Dans Effacement, le premier de Percival Everett, la dénonciation du monde des lettres américaines fait sourire plus d’une fois. Les auteurs sont catégorisés, les lecteurs conditionnés par les avis de critiques prêts à encenser ce qu’on leur demande par crainte de ne pas être au goût du jour, les émissions littéraires sont des spectacles de marionnettes et les prix suivent le mouvement. Beaucoup d’ironie du début à la fin, et un regard tout à fait désenchanté.

Parallèlement à cette dénonciation en règle, Percival Everett raconte la vie de Monk, sa vie en famille alors que celle-ci change radicalement. Lui est célibataire, sa sœur, médecin pratiquant des avortements, est assassinée, son frère avoue son homosexualité à sa femme qui le quitte, sa mère perd la tête et doit être placée en maison spécialisée et il finit par trouver des lettres adressées à son père qui lui révèlent que ce dernier a eu une liaison extra-conjugale. Avec beaucoup de sensibilité et de simplicité, on voit la vie de cet homme, universitaire sérieux, se désagréger. Et on comprend ce que Percival Everett a cherché à faire en juxtaposant ces deux lignes narratives : lui, auteur noir américain, raconte très bien les tourments d’un homme comme les autres, que cet homme soit blanc ou noir n’y change rien, que lui-même soit blanc ou noir non plus. Il démontre par la pratique que le concept de littérature afro-américaine n’est pas pertinent en dehors du marketing.

Pour moi, écrire ne relevait ni du témoignage ni du geste de protestation sociale (même si, d’une certaine façon, écrire en relève toujours) et je n’étais pas non plus porté par une prétendue tradition orale. Je n’avais jamais eu l’intention de libérer qui que ce fût, ni de produire la peinture authentique dernier cri de la vie de mon peuple, n’ayant jamais eu de peuple dont j’eusse une idée assez précise pour le peindre. […] J’étais victime de racisme pour n’avoir pas reconnu de différence raciale ni accepté que mon art fût défini comme un exercice autobiographique émanant d’un représentant d’une race.

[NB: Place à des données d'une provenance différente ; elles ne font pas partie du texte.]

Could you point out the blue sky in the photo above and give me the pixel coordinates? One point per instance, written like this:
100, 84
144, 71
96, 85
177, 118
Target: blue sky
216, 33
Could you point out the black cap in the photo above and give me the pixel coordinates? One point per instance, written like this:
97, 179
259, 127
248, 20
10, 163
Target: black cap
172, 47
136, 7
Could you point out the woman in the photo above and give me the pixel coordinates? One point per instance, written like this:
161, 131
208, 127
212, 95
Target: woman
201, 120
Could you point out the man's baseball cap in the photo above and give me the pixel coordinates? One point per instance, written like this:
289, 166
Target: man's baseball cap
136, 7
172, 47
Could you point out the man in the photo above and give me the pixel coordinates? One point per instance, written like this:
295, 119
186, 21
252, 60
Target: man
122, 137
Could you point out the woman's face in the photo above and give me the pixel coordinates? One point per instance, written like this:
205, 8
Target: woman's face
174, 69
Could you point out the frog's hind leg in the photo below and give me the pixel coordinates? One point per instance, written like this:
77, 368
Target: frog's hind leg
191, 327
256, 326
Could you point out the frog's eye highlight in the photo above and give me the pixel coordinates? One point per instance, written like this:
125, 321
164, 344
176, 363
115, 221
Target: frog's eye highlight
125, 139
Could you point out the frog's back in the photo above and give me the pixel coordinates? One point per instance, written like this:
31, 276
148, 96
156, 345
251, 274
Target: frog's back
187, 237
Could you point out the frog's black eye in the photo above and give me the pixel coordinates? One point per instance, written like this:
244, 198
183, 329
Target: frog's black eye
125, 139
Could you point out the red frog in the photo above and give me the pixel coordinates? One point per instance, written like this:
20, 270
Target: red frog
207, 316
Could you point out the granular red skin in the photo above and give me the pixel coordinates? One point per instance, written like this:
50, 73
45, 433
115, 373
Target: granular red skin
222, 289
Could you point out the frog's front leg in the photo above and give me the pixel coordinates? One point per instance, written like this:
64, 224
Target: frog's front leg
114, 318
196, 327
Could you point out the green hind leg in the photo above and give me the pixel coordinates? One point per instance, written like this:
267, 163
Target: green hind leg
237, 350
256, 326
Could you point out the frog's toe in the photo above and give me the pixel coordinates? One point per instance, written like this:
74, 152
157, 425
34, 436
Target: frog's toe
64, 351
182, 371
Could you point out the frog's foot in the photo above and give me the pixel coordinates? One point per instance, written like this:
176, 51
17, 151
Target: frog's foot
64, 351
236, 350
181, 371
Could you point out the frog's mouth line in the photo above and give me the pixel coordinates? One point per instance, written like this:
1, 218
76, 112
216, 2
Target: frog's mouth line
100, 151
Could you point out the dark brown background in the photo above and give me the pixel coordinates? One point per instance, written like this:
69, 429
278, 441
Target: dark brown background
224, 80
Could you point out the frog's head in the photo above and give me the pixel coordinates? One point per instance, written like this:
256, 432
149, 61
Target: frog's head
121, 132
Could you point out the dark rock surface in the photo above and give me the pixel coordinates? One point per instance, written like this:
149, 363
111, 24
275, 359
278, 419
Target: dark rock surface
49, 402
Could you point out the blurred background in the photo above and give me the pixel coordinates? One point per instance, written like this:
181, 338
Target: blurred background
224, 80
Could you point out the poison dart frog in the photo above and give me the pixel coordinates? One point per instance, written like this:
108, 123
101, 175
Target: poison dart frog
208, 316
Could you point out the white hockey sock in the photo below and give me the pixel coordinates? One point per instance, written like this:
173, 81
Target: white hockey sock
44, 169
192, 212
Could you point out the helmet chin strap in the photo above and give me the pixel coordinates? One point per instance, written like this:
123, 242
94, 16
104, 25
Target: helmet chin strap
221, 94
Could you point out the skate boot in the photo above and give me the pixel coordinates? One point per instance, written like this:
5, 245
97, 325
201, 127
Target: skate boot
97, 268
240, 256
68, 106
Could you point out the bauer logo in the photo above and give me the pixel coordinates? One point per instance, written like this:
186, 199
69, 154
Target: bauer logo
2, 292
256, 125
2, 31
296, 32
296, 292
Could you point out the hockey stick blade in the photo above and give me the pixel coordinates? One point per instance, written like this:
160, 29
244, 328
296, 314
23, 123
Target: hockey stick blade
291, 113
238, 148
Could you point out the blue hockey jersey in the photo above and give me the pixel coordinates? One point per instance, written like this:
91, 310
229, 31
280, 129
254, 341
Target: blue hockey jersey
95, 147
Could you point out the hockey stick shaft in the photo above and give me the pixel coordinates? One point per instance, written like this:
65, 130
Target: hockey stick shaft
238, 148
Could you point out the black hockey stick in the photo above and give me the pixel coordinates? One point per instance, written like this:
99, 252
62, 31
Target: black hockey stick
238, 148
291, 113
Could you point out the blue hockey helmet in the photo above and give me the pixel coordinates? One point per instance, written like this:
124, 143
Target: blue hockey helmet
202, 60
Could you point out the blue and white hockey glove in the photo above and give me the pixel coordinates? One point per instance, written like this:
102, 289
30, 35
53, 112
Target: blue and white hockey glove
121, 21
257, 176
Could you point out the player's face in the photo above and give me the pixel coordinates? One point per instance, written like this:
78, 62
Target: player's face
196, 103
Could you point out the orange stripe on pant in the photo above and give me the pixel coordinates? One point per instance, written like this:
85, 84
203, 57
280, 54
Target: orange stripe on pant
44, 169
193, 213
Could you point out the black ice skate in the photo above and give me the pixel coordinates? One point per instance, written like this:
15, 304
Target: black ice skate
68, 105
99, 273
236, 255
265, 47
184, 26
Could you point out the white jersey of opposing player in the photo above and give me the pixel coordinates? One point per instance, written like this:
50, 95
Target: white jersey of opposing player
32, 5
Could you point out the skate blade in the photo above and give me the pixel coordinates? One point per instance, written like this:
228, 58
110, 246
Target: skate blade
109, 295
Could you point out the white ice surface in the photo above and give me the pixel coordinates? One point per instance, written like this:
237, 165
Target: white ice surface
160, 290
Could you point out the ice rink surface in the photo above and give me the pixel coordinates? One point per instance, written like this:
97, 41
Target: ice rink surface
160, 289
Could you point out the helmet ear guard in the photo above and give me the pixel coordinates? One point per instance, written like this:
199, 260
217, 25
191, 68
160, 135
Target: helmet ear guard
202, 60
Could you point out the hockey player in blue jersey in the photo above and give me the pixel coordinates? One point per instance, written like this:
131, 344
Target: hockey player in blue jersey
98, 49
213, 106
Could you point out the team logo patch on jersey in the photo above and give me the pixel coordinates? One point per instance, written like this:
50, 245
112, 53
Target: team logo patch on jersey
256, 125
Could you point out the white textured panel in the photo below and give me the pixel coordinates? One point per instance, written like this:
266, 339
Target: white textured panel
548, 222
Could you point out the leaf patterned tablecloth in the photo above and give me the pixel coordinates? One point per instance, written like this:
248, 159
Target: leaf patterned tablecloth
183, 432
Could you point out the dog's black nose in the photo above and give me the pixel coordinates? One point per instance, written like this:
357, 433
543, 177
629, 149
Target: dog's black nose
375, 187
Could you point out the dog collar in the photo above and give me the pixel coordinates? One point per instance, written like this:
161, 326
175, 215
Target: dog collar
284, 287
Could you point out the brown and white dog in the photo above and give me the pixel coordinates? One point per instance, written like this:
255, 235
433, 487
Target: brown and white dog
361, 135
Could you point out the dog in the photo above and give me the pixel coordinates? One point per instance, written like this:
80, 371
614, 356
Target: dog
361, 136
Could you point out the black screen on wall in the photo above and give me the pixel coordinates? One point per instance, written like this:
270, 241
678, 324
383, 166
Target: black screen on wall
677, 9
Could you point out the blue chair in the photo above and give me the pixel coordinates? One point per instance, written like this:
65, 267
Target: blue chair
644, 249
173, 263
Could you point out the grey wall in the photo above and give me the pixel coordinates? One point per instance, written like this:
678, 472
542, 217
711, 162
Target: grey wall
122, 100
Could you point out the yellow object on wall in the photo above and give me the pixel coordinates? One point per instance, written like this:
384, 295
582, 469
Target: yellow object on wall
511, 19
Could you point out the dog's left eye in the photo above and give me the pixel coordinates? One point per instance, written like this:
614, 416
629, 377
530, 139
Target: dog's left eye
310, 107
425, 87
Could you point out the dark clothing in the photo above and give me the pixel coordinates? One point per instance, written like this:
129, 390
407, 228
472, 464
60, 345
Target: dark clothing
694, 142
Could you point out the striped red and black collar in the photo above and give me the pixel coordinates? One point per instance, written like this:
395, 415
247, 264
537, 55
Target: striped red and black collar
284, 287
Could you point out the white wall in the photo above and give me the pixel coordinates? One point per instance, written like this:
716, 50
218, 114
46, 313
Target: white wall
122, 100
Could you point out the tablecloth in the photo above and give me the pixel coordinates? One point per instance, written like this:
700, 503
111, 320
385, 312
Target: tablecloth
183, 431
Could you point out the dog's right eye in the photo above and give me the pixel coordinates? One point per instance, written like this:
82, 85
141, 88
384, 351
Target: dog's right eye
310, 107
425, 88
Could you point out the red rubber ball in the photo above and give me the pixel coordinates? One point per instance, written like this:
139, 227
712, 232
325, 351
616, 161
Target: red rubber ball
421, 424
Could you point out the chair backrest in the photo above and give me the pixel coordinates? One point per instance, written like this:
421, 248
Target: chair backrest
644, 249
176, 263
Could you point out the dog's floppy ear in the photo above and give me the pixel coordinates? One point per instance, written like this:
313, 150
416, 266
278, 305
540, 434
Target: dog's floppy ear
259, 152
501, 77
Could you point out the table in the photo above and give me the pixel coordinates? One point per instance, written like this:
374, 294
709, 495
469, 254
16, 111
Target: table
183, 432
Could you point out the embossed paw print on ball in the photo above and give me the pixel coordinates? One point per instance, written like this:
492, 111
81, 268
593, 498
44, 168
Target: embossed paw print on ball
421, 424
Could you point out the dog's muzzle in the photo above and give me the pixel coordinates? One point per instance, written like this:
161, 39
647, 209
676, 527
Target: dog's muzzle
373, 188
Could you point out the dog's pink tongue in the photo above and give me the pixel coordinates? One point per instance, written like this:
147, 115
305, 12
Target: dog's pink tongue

Je devais donc d’échapper à l’oppression économique à un livre du même acabit que ceux que je jugeais racistes.

Percival Everett sur Tête de lecture

Effacement

Percival Everett traduit de l’anglais par Anne-Laure Tissut
Actes Sud, 2004
ISBN : 978-2-7427-4764-8 – 365 pages – 23 € (existe en poche)

Erasure, parution aux Etats-Unis : 2001

45 commentaires sur “Effacement de Percival Everett

  1. Existe à la bibli, j’ai vérifié; ce titre me dit plus que Le supplice de l’eau. Tu m’as convaincue, ce titre a tout pour me plaire. En décalage et informatif?

    1. En décalage, c’est certain, c’est surprenant. En fait, quels auteurs afro-américains ne parlent pas de leur communauté ? Et à l’inverse : quel auteur blanc parle des Afro-américains ? Les auteurs semblent contraints, idéologiquement ou par les médias…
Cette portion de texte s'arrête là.